A good Overview of the Benefits, Challenges, and Technologies of Electric and Hybrid Vehicles has battery energy density, efficiency, and pollutant comparisons and other good stuff about EV’s, including this comparison to gas.
a tank of gasoline contains roughly 100 times more energy than an equal mass of lead/acid batteries. Moreover, part of the IC-engine’s reactants are taken from the air, by-products are continuously discharged, rather than retained and reconstituted, and the storage and conversion system is largely unaffected by the process. The task of designing a BEV that will match the conventional vehicle’s specific energy profile is enormously challenging because of the inherent limitation of its electrochemical energy system.

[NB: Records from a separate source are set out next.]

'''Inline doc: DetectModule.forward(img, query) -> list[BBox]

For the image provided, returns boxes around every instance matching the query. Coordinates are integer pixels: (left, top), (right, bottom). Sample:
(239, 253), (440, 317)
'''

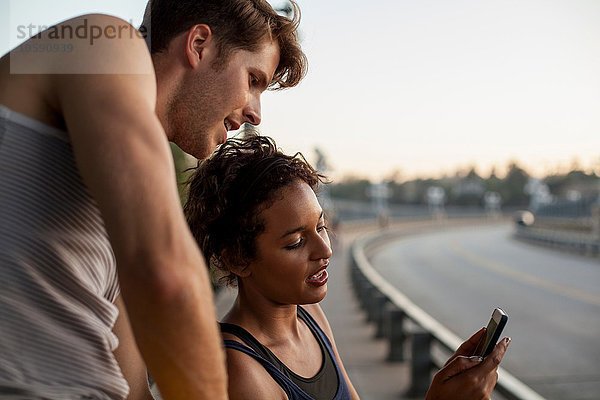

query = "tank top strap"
(223, 338), (314, 400)
(298, 306), (350, 400)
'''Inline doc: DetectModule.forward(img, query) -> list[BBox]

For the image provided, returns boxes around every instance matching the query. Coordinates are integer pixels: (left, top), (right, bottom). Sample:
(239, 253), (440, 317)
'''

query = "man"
(0, 0), (306, 399)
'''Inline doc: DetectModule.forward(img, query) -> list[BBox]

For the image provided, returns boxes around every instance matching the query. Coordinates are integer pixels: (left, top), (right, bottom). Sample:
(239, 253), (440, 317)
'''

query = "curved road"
(371, 224), (600, 400)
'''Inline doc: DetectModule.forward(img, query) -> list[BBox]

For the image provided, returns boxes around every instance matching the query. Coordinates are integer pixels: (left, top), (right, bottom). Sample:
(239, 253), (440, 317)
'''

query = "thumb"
(438, 356), (483, 381)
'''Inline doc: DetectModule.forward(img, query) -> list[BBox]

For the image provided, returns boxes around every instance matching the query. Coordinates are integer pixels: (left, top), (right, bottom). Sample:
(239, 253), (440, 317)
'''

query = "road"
(371, 224), (600, 400)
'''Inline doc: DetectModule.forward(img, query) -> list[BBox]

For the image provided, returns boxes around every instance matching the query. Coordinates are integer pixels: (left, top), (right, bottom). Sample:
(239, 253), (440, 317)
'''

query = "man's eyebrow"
(280, 211), (324, 239)
(256, 71), (273, 90)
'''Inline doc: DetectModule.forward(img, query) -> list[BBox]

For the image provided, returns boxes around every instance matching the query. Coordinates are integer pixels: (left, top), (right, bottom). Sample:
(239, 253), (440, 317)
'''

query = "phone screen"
(473, 308), (508, 357)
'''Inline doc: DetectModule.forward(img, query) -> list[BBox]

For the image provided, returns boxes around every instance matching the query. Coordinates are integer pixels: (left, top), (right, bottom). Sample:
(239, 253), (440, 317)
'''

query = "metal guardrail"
(515, 226), (600, 257)
(350, 222), (544, 400)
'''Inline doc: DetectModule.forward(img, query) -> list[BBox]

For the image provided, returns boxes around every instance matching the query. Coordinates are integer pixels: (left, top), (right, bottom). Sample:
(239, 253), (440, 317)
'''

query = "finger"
(482, 337), (511, 371)
(437, 356), (483, 381)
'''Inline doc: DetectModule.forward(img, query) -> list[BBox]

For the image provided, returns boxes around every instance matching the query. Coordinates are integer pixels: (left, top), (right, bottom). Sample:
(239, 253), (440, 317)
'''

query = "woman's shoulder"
(223, 333), (287, 400)
(299, 303), (331, 334)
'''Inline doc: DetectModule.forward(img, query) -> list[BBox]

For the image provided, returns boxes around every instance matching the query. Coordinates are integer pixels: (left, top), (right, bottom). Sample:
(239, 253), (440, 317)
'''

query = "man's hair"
(142, 0), (307, 90)
(184, 136), (324, 285)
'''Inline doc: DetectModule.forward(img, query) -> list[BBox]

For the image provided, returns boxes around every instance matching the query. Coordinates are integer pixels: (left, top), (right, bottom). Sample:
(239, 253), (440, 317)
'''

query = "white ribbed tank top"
(0, 105), (128, 399)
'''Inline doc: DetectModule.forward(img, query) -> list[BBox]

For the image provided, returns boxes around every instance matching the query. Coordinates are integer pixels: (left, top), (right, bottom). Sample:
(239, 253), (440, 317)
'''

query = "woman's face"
(242, 180), (331, 304)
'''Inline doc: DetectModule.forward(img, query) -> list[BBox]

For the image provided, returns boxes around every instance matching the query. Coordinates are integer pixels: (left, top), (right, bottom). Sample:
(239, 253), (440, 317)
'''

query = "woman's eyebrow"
(280, 211), (324, 239)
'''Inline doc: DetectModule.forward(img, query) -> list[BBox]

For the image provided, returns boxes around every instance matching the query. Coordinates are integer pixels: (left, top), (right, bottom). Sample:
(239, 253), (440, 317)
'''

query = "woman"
(185, 136), (503, 400)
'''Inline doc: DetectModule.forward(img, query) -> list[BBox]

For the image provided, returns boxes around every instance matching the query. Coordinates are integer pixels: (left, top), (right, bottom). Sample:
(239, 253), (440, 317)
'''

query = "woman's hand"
(425, 328), (510, 400)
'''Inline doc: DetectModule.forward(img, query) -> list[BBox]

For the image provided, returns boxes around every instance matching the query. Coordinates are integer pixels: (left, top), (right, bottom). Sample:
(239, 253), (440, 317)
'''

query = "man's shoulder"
(10, 14), (154, 75)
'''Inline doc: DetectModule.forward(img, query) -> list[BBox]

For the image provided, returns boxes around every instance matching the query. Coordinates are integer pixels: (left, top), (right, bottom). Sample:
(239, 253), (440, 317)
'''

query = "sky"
(0, 0), (600, 180)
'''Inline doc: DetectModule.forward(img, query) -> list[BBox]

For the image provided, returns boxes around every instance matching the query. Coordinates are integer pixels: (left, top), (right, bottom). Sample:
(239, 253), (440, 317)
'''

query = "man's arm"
(53, 16), (226, 399)
(113, 296), (153, 400)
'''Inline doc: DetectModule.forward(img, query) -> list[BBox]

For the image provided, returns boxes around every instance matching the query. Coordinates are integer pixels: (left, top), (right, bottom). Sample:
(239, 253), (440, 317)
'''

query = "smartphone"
(473, 308), (508, 358)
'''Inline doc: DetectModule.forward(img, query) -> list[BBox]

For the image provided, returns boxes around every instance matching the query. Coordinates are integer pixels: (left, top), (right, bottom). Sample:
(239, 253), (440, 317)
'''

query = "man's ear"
(185, 24), (216, 68)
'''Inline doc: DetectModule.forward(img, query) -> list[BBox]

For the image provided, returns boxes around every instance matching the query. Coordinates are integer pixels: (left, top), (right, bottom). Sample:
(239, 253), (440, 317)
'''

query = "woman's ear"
(221, 250), (252, 278)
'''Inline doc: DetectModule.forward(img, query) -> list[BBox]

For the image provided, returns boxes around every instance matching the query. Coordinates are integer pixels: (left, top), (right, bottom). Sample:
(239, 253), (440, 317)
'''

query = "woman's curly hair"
(184, 135), (325, 286)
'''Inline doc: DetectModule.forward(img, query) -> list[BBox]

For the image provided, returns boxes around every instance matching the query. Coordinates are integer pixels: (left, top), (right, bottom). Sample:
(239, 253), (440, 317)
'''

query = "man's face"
(167, 39), (279, 158)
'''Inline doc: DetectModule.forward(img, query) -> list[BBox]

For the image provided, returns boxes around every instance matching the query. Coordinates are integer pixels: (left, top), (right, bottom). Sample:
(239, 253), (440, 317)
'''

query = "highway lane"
(371, 224), (600, 400)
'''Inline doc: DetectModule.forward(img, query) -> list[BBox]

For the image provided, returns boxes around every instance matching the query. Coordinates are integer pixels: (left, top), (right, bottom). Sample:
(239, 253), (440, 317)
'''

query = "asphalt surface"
(371, 224), (600, 400)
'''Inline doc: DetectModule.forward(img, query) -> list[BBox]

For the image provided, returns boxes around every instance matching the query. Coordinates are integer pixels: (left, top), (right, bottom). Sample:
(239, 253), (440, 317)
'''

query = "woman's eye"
(250, 74), (258, 86)
(285, 238), (304, 250)
(317, 225), (329, 232)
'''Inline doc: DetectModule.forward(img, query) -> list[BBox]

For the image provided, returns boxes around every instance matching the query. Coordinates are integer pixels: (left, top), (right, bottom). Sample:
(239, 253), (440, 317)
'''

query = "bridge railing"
(350, 221), (543, 400)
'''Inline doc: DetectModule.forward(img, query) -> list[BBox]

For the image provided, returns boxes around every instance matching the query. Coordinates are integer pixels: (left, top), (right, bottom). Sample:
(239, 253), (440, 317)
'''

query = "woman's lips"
(306, 268), (329, 286)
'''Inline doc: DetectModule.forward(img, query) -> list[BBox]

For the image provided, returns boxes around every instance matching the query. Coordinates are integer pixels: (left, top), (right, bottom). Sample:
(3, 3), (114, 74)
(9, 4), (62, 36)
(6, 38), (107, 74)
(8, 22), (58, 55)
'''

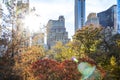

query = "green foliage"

A typical 20 gallon fuel tank will hold more than 100# of fuel. That means an equivalent battery store would weigh 5 tons. The table in the article says lithium based batteries might be as much as 5 times better on energy density by weight so you’d need only one ton of them to be equivalent to a tank of gas.
Or, you can figure that a typical RV might get, say, 10 mpg. Wikipedia Miles per gallon gasoline equivalent says a gallon of gas is considered to be 33.7 kWh. By that measure, 10 mpg is 10 miles per 33.7 kWh or almost 4 kWh per mile. An hour of travel at 55 MPH would then use about 200 kWh of energy. A typical RV battery has a bit less than 1 kWh of energy capacity so this hour of travel in your RV would need at least 200 typical RV batteries or about 6 tons. That much battery is likely to drag things a bit lower as well as have other implications.
That calculation also implies you need about a 200 kw to keep your RV moving at highway speeds. (here’s a calc for a Falcon: Power to move). To convert 200 kw to horsepower, multiply by 1.34 which is a bit over 250. That seems a bit high compared to the Falcon and to RV engine ratings but should be close enough for rough comparisons to the effect that an RV using batteries for motive power isn’t likely to be very practical.